Angles are used to measure rotation around a fixed point. They are measured in degrees, written with the degree sign °. The maximum angle is a full rotation which is 360°, (shown below). Half of this angle is 180°, which is the angle on a straight line.

Another common angle is 90°, this is a quarter turn of a circle and is indicated by a small square in the corner of the angle. This is more commonly known as a right angle. Did you know? – The word angle comes from the Latin word angulus, meaning a corner.

### Types of Angles

There are generally 4 types of angles you will encounter in your Maths GCSE, shown below. Acute Angle – An Acute angle is any angle less than 90°.

Obtuse – An Obtuse angle is an angle greater than 90° but less than 180°.

Reflex – A Reflex angle greater than 180° but less than 360°.

Right Angle – A Right Angle, as we saw above, is an angle of exactly 90°.

### Related Angles The lines WX and YZ are parallel to one another, (indicated by the >> on the lines).

Alternate angles – Angles d and f are alternate angles. These angles are equal to each other. These angles often form a Z shape and are often known as “Z Angles”. (Angles c,e are also alternate.)

Corresponding angles – Angles a and e are corresponding angles. When two parallel lines are crossed by another straight line, (called the transversal), the angles in the matching corners are known as corresponding angles. (Angles b,f, d,h, c,g etc. are also corresponding.)

Interior angles – Angles d and e are interior angles. These two angles add up to 180°. (Angles c,f are also interior.)

Supplementary Adjacent angles – Angles a and b are supplementary adjacent angles. Supplementary angles add up to 180° and Adjacent angles are ones that share a common line or corner. Therefore supplementary adjacent angles are angles on a straight line which add up to 180°. (Angles b,c, c,d, d,a etc. are also supplementary.)

Vertically Opposite angles – Angles a and c are vertically opposite angles, these are equal to each other. (Angles b,d, e,g and f,h are also vertically opposite.)

### Interior Angles of a Triangle

An extremely useful fact in Geometry is that the interior angles of a triangle add up to 180°. Using a couple of the angle facts above we can easily prove this.

For any size or shape triangle ABC with angles x, y, z let’s draw a pair of parallel lines above and below it, shown below.

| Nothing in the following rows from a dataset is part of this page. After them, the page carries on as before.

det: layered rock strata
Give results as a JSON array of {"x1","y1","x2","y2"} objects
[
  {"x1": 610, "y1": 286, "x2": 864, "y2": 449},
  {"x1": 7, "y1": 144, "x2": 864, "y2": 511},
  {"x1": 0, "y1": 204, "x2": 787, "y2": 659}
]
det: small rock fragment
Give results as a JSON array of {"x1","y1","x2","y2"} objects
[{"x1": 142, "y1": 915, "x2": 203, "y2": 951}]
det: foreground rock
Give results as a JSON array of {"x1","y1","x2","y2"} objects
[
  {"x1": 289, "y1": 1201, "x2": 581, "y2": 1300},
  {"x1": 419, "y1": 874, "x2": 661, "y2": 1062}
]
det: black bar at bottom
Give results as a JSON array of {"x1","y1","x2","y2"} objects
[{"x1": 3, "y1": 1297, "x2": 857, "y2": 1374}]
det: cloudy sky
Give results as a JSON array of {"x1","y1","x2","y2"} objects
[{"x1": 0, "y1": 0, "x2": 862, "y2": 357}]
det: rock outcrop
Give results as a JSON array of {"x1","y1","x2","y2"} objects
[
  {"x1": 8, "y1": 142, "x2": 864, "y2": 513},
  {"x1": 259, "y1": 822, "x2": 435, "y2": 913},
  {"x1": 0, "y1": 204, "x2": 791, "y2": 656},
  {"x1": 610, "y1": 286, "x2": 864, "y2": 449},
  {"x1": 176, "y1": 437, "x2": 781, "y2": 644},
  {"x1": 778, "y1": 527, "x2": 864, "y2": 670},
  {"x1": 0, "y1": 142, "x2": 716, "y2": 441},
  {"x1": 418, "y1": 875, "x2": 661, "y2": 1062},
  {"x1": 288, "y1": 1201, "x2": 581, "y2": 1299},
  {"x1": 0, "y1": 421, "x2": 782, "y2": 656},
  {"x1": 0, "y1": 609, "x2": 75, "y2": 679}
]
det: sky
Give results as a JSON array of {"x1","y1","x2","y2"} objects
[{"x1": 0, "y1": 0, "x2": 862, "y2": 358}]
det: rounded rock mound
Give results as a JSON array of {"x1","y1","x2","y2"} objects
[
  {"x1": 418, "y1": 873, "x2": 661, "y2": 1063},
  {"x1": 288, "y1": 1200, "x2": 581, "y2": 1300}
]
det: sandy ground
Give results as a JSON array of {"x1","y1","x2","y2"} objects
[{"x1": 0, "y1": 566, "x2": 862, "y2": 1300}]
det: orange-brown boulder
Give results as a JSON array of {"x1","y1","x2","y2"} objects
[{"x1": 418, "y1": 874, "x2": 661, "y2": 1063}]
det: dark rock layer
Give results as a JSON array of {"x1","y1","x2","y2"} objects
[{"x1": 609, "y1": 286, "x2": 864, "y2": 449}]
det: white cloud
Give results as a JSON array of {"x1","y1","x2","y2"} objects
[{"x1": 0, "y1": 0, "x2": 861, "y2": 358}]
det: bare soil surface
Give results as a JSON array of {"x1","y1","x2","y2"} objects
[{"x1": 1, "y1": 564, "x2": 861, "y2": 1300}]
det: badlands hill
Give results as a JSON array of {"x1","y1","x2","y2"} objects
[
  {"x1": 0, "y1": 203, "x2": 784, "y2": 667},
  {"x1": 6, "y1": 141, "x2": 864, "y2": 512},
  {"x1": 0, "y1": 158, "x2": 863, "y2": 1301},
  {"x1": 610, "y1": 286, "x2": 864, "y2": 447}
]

As these two lines are parallel, we can use the Alternate (or Z angle) fact to label the two more angles y and z as below. We know that the angle on a straight line on a straight line is 180°, so we can say that x + y + z = 180°. Therefore the interior angles of a triangle add up to 180°.

### Interior Angles of a Quadrilateral

We’ve dealt with the interior angles of a triangle, now for the interior angles of any quadrilateral (4 sided shape).

If you look at the diagram below, you will see that we can divide any quadrilateral into two triangles. Applying what we learn above, the sum of the interior angles of a quadrilateral is the same as the sum of two triangles. 180° + 180° = 360°. Therefore the sum of the interior angles of any quadrilateral is 360°.

### Exterior Angles

The exterior angles of a shape are the angles you get when you extend the sides. The exterior angles of a square are shown below. As you can see the sum of the exterior angles of a square is 360°. This fact actually applies for any regular polygon, (a polygon where all the sides and angles are the same), the exterior angles add up to 360°.

In the square for example, the exterior angles is 360° divided by the number of sides, $\frac{360}{4}$ = 90°.

### Interior Angles of a Regular Polygon In the picture above, the blue angle is the exterior angle we worked out before, and the red angle is the interior angle.

One you have worked out the exterior angle, the interior is very easy to calculate using the following formula:

Exterior Angle + Interior Angle = 180°

So in the case above, the Interior angle of a square would be 180° – 90° = 90°.